Stephen snapped his eyes around from the gate to see who had spoken to him.
She was not more than twenty, and as beautiful as the last time he had seen her, thick brown hair, lively doe’s eyes, sculptured neck.
Her name was Amicia Bromptone. Stephen had saved her husband, Peter, from hanging, and the woman herself from leaping to her death from the walls of Ludlow Castle when she thought Peter was about to die. She was just outside the doorway of a shop, which Stephen recognized as Peter Bromptone’s draper’s shop; the family lived behind and above the shop.
“Not so loud,” Stephen said, stepping up to Amicia, nervous that she had referred loudly to him as “sir.”
“What are you up to, s—” Amicia broke off at Stephen’s alarm.
“What makes you think I’m up to something?”
“Our friends in Ludlow have kept us up on all your doings.”
All his doings? Stephen hoped not.
“It’s a pleasure to see you again, Mistress Bromptone,” Stephen stammered. It would have been a pleasure if Stephen was not so anxious to be away and if she had not called attention to him. He wanted to be invisible, t
o slip through the gate unnoticed like a mouse or a stray cat.
He stepped back to draw away, but Amicia was having none of that. She grasped Stephen’s arm and pulled him toward the doorway, a shockingly familiar gesture, but given that he had once seen through her undergarments while he held her ankles as she dangled upside down from a parapet of Ludlow Castle, perhaps she felt entitled to such intimacy with a man not her husband.
“Do come in, sss— Stephen,” she said, smiling with pleasure that she could address him so. “Peter would love to see you.”
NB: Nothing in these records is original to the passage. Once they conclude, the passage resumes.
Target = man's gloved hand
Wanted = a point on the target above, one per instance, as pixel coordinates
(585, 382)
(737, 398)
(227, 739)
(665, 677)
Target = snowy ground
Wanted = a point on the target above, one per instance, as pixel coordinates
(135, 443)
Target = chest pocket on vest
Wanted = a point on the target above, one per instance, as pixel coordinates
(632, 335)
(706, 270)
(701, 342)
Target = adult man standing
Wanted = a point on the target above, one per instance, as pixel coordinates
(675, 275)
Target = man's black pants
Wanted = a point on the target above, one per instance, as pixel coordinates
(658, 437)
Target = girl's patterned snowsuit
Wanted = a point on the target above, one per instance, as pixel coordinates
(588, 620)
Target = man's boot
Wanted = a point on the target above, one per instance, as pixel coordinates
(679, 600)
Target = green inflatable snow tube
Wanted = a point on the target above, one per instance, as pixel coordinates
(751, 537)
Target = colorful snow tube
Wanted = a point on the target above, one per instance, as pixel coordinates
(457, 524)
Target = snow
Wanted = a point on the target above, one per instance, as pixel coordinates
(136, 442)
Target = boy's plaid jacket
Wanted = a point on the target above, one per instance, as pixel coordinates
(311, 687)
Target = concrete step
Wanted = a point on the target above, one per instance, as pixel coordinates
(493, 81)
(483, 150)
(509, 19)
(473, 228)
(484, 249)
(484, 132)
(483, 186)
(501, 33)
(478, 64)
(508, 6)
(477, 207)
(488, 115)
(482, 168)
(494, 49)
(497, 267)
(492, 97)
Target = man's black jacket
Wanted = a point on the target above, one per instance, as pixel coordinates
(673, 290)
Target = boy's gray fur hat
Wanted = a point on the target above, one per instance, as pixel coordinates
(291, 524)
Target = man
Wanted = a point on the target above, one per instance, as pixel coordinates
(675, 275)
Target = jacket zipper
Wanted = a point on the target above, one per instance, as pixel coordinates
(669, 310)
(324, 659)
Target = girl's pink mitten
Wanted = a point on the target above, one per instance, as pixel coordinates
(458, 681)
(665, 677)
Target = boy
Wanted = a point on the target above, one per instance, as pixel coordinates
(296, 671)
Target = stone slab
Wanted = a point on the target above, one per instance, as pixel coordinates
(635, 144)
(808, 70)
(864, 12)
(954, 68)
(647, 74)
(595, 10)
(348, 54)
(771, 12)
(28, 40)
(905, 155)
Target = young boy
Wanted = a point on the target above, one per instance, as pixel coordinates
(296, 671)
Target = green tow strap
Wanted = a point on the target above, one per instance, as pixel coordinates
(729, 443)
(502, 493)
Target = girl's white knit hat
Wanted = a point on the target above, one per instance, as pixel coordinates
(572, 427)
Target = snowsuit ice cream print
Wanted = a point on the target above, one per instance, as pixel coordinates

Which was harder, pulling away from a wildly attractive woman or giving in to her? Stephen chose surrender and allowed Amicia to pull him into her house.
Peter was not in his shop, but had just emerged from the hall to the rear as they entered. He was a full head shorter than Stephen’s six feet and willowy, with unruly brown hair and a spray of freckles on his nose.
“Peter!” Amicia exclaimed. “You’ll never guess who’s here!”
It was evident from the shock and surprise on Peter’s face that he would never have guessed, and he gave every indication, although he rapidly tried to restrain his features, that he was not pleased to see Stephen cross his doorstep.
“My lord,” Peter said, ducking his head. “I hope you are well.” His eyes, having taken in Stephen’s rather dilapidated coat, shirt and hose, found some reason to wander into the recesses of his shop.
Stephen was about to reply with an equally empty pleasantness, when the sound of hoofbeats came through the doorway and the open shop window.
Peter gaped at the armed horsemen going by, gulped, and pushed Stephen out of the way. Even though Peter was a much smaller and slighter man than Stephen, he caught Stephen off guard, and dashed into the street.
“Spy!” Peter cried. “There’s a spy for the royalists in my house!” His calls brought prompt shouts of alarm in response and men leaped from their horses and rushed the doorway.